Donald Trump ha dado un paso que ni Barack Obama se había atrevido a dar en su momento, la primera vez que el régimen de Bachar Al Asad fue denunciado por el uso de armas químicas contra la población civil en una guerra que se ha vuelto casi incomprensible, por lo complejo de los actores que intervienen.
Las cartas esta vez fueron echadas sobre la mesa. Rusia fue informada antes del ataque y ahora ha amenazado con suspender la colaboración entres los dos países. Trump ha jugado a recuperar el protagonismo de Washington en una guerra que le parecía indiferente, porque en Siria lo juntaba con Rusia su lucha contra el Estado Islámico y lo separaba su repudio a Al Asad.

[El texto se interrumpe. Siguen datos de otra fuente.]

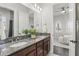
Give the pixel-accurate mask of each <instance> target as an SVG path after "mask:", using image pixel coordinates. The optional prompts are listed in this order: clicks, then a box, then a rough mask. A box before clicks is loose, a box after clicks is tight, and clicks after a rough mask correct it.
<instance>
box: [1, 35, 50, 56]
mask: <svg viewBox="0 0 79 59" xmlns="http://www.w3.org/2000/svg"><path fill="white" fill-rule="evenodd" d="M49 51H50V35H39V36H37V38H36V39H31V38H30V39H23V40H21V41H20V42H17V43H13V44H12V43H7V44H5V48H4V49H2V51H1V55H8V56H45V55H47V54H48V53H49Z"/></svg>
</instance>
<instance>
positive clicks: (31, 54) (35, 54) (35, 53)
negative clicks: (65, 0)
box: [26, 50, 36, 56]
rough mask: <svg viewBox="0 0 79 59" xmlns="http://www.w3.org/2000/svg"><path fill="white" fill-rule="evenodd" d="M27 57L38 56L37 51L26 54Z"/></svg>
mask: <svg viewBox="0 0 79 59" xmlns="http://www.w3.org/2000/svg"><path fill="white" fill-rule="evenodd" d="M26 56H36V50H34V51H32V52H30V53H28V54H26Z"/></svg>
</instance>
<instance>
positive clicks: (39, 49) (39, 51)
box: [37, 41, 44, 56]
mask: <svg viewBox="0 0 79 59" xmlns="http://www.w3.org/2000/svg"><path fill="white" fill-rule="evenodd" d="M43 48H44V46H43V41H40V42H38V43H37V56H43V51H44V49H43Z"/></svg>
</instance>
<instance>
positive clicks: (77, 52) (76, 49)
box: [75, 4, 79, 56]
mask: <svg viewBox="0 0 79 59" xmlns="http://www.w3.org/2000/svg"><path fill="white" fill-rule="evenodd" d="M75 51H76V53H75V54H76V56H79V4H76V50H75Z"/></svg>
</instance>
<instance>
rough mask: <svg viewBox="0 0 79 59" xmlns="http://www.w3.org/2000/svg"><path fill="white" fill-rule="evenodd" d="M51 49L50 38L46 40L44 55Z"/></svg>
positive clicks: (45, 54) (44, 48) (48, 51)
mask: <svg viewBox="0 0 79 59" xmlns="http://www.w3.org/2000/svg"><path fill="white" fill-rule="evenodd" d="M49 50H50V40H49V39H46V40H44V55H47V54H48V52H49Z"/></svg>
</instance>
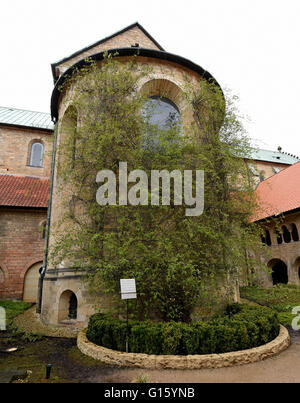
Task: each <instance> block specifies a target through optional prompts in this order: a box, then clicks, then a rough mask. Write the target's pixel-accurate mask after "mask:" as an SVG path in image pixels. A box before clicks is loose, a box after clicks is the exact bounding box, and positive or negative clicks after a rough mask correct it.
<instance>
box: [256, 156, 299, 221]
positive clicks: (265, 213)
mask: <svg viewBox="0 0 300 403" xmlns="http://www.w3.org/2000/svg"><path fill="white" fill-rule="evenodd" d="M255 193H256V195H257V198H258V208H257V211H256V213H255V215H254V216H253V217H252V219H251V221H252V222H253V221H258V220H262V219H264V218H267V217H272V216H275V215H278V214H281V213H286V212H288V211H291V210H295V209H297V208H300V161H299V162H297V163H296V164H294V165H291V166H289V167H287V168H285V169H283V170H282V171H280V172H278V173H277V174H275V175H273V176H270V177H269V178H268V179H266V180H264V181H262V182H260V184H259V185H258V187H257V188H256V191H255Z"/></svg>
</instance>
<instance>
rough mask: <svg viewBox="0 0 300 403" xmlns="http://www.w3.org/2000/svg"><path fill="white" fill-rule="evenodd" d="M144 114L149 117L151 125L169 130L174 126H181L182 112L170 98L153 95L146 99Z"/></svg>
mask: <svg viewBox="0 0 300 403" xmlns="http://www.w3.org/2000/svg"><path fill="white" fill-rule="evenodd" d="M143 114H144V116H147V117H148V119H149V120H148V122H149V124H150V125H155V126H158V127H159V128H160V129H164V130H168V129H170V128H173V127H175V126H176V127H178V128H181V123H180V112H179V109H178V108H177V106H176V105H175V104H174V102H172V101H171V100H170V99H168V98H165V97H159V96H152V97H150V98H149V99H148V101H146V103H145V105H144V108H143Z"/></svg>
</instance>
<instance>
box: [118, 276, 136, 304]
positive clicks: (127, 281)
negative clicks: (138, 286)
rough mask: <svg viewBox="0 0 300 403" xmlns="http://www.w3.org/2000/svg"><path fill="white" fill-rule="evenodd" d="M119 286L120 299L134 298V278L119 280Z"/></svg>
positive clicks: (127, 298) (130, 298)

“Era de madrugada y reinaba el silencio cuando Alaa al Yusef, de 27 años, escuchó el estruendo. Cuatro proyectiles acababan de caer del cielo sobre Jan Sheijun, la ciudad siria en la que vive bajo el control de los rebeldes. Al Yusef comprendió que no se trataba de un bombardeo normal al ver que los heridos no mejoraban aunque los rociaran con agua, vinagre o Coca-Cola”.
Era la reseña reconstruida por diario El País del ataque con gas tóxico que habría ordenado Al Asad contra uno de los bastiones de los rebeldes. Un afán por aplastar toda posible oposición a su poder.

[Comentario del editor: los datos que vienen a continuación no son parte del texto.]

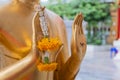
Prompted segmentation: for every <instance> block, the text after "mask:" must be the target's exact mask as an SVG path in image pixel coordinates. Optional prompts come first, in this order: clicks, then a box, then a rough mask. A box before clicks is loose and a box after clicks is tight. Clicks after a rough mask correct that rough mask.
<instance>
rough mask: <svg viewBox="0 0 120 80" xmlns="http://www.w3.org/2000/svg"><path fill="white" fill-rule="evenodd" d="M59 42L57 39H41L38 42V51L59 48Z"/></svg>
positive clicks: (59, 42)
mask: <svg viewBox="0 0 120 80" xmlns="http://www.w3.org/2000/svg"><path fill="white" fill-rule="evenodd" d="M60 45H61V41H60V40H59V39H58V38H50V39H49V38H43V39H42V40H41V41H38V46H37V47H38V48H39V49H40V51H46V50H54V49H56V48H58V47H60Z"/></svg>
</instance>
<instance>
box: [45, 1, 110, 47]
mask: <svg viewBox="0 0 120 80" xmlns="http://www.w3.org/2000/svg"><path fill="white" fill-rule="evenodd" d="M47 8H48V9H50V10H52V11H53V12H55V13H57V14H59V15H60V16H61V17H62V18H63V19H69V20H73V19H74V17H75V15H76V14H77V13H80V12H81V13H82V14H83V15H84V20H85V21H87V22H88V27H87V30H88V34H87V41H88V43H90V44H98V45H100V44H102V37H101V36H102V35H103V34H102V32H98V31H94V33H93V34H94V35H92V36H91V32H90V29H91V27H92V28H97V27H99V26H98V22H104V24H110V5H109V4H108V3H101V2H99V0H71V1H70V2H68V3H66V2H65V3H64V2H62V1H61V0H59V2H58V3H55V4H52V3H51V4H49V5H48V6H47Z"/></svg>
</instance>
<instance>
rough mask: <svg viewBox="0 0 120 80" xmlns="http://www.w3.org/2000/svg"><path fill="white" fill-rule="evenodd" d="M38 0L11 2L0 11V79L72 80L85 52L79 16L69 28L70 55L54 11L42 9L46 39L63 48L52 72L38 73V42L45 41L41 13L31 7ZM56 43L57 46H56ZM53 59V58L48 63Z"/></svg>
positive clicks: (38, 51) (63, 29) (66, 40)
mask: <svg viewBox="0 0 120 80" xmlns="http://www.w3.org/2000/svg"><path fill="white" fill-rule="evenodd" d="M38 3H39V0H12V1H11V3H9V4H8V5H6V6H4V7H2V8H0V59H1V60H0V80H74V79H75V76H76V75H77V73H78V71H79V69H80V64H81V62H82V60H83V58H84V55H85V52H86V45H87V44H86V38H85V36H84V32H83V29H82V20H83V16H82V14H81V13H80V14H78V15H77V16H76V17H75V19H74V23H73V25H72V38H71V56H69V51H68V43H67V34H66V28H65V24H64V23H63V20H62V19H61V18H60V17H59V16H58V15H57V14H55V13H54V12H52V11H50V10H48V9H46V8H44V7H42V10H43V11H44V16H45V19H46V22H47V29H48V31H47V32H48V34H49V38H53V37H57V38H58V39H59V40H60V41H61V43H62V46H60V47H58V49H57V51H56V52H55V51H52V53H53V52H55V53H58V52H59V54H57V57H56V59H55V62H57V63H58V64H57V69H56V70H54V71H48V72H45V71H38V70H37V65H38V62H39V58H40V57H41V54H42V53H41V52H40V51H39V50H38V47H37V45H38V43H37V42H38V41H39V40H41V39H43V38H44V30H42V27H43V26H41V23H42V22H44V21H40V15H39V13H40V11H39V12H38V11H35V9H34V6H35V4H38ZM56 44H58V43H56ZM53 58H55V56H54V55H53V56H52V57H51V59H50V60H52V59H53Z"/></svg>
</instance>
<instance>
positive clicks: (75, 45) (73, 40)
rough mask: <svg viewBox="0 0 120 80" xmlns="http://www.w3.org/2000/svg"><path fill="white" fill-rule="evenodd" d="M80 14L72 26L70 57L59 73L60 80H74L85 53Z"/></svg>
mask: <svg viewBox="0 0 120 80" xmlns="http://www.w3.org/2000/svg"><path fill="white" fill-rule="evenodd" d="M82 20H83V16H82V14H78V15H77V16H76V18H75V20H74V23H73V26H72V40H71V57H70V58H69V59H68V60H67V62H66V63H65V65H63V67H62V68H61V70H60V71H59V78H60V80H74V78H75V76H76V74H77V73H78V71H79V69H80V64H81V62H82V60H83V58H84V55H85V52H86V38H85V36H84V33H83V29H82Z"/></svg>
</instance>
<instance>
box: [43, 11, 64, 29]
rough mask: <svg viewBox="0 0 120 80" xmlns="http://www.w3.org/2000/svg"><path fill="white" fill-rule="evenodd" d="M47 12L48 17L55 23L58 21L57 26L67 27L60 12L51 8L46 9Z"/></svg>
mask: <svg viewBox="0 0 120 80" xmlns="http://www.w3.org/2000/svg"><path fill="white" fill-rule="evenodd" d="M45 12H46V13H47V15H48V18H49V19H50V20H51V21H53V22H54V23H56V24H57V26H58V27H60V29H65V24H64V21H63V19H62V18H61V17H60V16H59V15H58V14H56V13H55V12H53V11H51V10H49V9H45Z"/></svg>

El gobierno de Bachar Al Asad había decidido usar los muchos rostros del conflicto para mantenerse en su trono, para reprimir a los que consideraba sus enemigos sin rendir cuentas a nadie a cambio de su apoyo a la lucha del mundo contra la barbarie del Estado Islámico, del que se había vuelto hasta cómplice.

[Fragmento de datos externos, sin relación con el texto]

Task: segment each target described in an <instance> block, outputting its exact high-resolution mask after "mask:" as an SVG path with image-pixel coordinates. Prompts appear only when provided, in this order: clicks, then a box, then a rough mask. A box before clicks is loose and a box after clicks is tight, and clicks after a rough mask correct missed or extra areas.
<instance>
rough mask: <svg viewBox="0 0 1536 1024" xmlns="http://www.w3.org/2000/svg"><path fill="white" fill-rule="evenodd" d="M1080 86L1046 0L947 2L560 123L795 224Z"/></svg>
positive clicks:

Usar al enemigo común a su favor.
Al Asad se había creído inmune a todo, hasta con permiso para violar los más elementales Derechos Humanos. El mismo Trump había abjurado de una intervención abierta en Siria. Ahora, su decisión de atacar una base militar abre otro capítulo en la historia de la guerra de ese país. Un capítulo inédito.